このことから教会の内で慎重を狡猾から成立させる折のその人間の性質のいかようなものであるかを認めることができよう。即ち、彼らは(そのとき)地獄と交流しているのである。真の教会の人間である者たちは狡猾を嫌悪するほどにもそこから遠ざかっており、彼らの中で天使のような者である者たちは得べくば自分の心が開かれて、その思うことが何人にも明らかになるように願っているのである。なぜなら彼らはその隣人に対しては善以外には何ごとも願ってはいないし、もしたれかの中に悪を見ても、それを赦すからである。悪にいる者らはそうではない。彼らはその考え、欲することが何であれ明らかになりはしないかと恐れているのである。

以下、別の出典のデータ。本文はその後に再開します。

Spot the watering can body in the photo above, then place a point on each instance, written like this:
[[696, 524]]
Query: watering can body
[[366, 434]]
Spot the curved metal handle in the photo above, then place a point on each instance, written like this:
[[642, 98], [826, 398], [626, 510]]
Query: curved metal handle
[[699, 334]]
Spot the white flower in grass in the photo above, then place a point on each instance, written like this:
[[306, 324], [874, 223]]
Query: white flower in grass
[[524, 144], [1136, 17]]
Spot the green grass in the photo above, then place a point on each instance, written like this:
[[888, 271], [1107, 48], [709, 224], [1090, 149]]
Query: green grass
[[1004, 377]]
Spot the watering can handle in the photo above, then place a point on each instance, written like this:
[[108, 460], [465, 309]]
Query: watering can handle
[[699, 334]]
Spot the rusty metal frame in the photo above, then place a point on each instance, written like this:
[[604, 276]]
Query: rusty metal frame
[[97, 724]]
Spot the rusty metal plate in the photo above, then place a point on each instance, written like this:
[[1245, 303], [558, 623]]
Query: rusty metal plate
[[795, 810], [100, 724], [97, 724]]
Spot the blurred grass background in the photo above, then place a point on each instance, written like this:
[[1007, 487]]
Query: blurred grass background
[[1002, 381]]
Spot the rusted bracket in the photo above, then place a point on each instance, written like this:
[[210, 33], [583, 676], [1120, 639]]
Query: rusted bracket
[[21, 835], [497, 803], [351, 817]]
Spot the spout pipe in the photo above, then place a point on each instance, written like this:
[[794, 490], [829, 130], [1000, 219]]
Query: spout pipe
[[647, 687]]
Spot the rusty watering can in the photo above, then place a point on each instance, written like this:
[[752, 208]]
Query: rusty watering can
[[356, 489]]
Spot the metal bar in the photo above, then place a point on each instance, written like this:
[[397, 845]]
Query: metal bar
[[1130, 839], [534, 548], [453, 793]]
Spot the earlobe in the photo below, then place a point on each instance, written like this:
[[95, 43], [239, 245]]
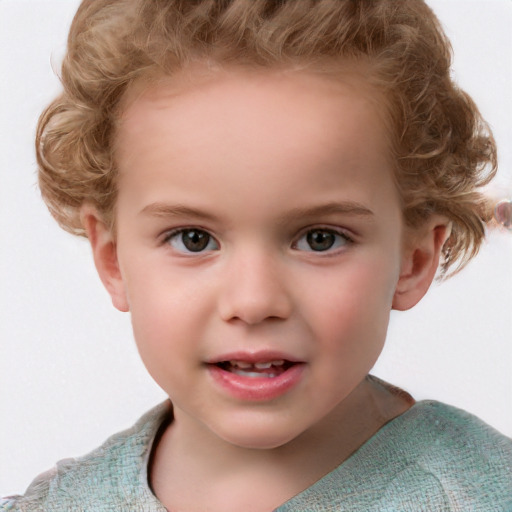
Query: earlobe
[[105, 256], [420, 265]]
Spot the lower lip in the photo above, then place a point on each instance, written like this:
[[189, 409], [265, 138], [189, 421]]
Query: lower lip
[[257, 388]]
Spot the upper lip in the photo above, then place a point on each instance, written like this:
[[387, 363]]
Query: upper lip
[[260, 356]]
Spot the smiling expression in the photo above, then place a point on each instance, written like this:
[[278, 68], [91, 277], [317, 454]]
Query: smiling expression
[[259, 241]]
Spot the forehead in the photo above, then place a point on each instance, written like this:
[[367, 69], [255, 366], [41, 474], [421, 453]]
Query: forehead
[[288, 128]]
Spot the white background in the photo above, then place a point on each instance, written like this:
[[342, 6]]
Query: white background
[[69, 371]]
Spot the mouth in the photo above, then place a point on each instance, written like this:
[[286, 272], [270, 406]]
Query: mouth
[[256, 377], [263, 369]]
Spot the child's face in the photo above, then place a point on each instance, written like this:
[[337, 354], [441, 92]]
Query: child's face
[[257, 222]]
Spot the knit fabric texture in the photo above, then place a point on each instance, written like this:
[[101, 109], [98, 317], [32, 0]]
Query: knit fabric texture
[[433, 458]]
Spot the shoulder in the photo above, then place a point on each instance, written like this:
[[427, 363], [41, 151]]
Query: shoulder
[[109, 477], [433, 457], [467, 462]]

なぜなら彼らは隣人に対しては悪以外には何ごとも意図してはいないし、たとえ善を意図しても、それは自己のためであり、何か良いことを行っても、それはただうわべのみのことであって、利得と名誉を得るために善い者として見られるためである。なぜなら彼らは、善で、真で、公正で、公平なものは、また尊いものは、(人の)心を、たとえ悪い者の心であっても、それをひきつける強い、隠れた力を持っていることを知っているからである。

 

 

 

天界の秘義6666[]

 

こうした霊どもから地獄は現在無限に増大し、しかも驚嘆すべきことは、とくに教会内にいる者らから増大しているが、それは狡猾、詐欺、憎悪、復讐、姦淫のためであり、そうした悪は教会内では他の所よりもはびこっているのである、なぜなら教会内では狡猾は今や利口なこととして、姦淫は尊いこととして考えられ、それに異議をさしはさむ者は嘲笑されてしまうからである。現今教会内でそのようなことが行われていることはその最後の時が切迫しているというしるしとなっている、なぜならマタイ伝24・22の主の御言葉に従って、『終りがないなら、たれ一人救われない』からである、なぜなら悪はことごとく丁度酒のおりが塊りにしみこみ、かくて遂に凡てのものにしみこむように、伝染し、しみこむからである。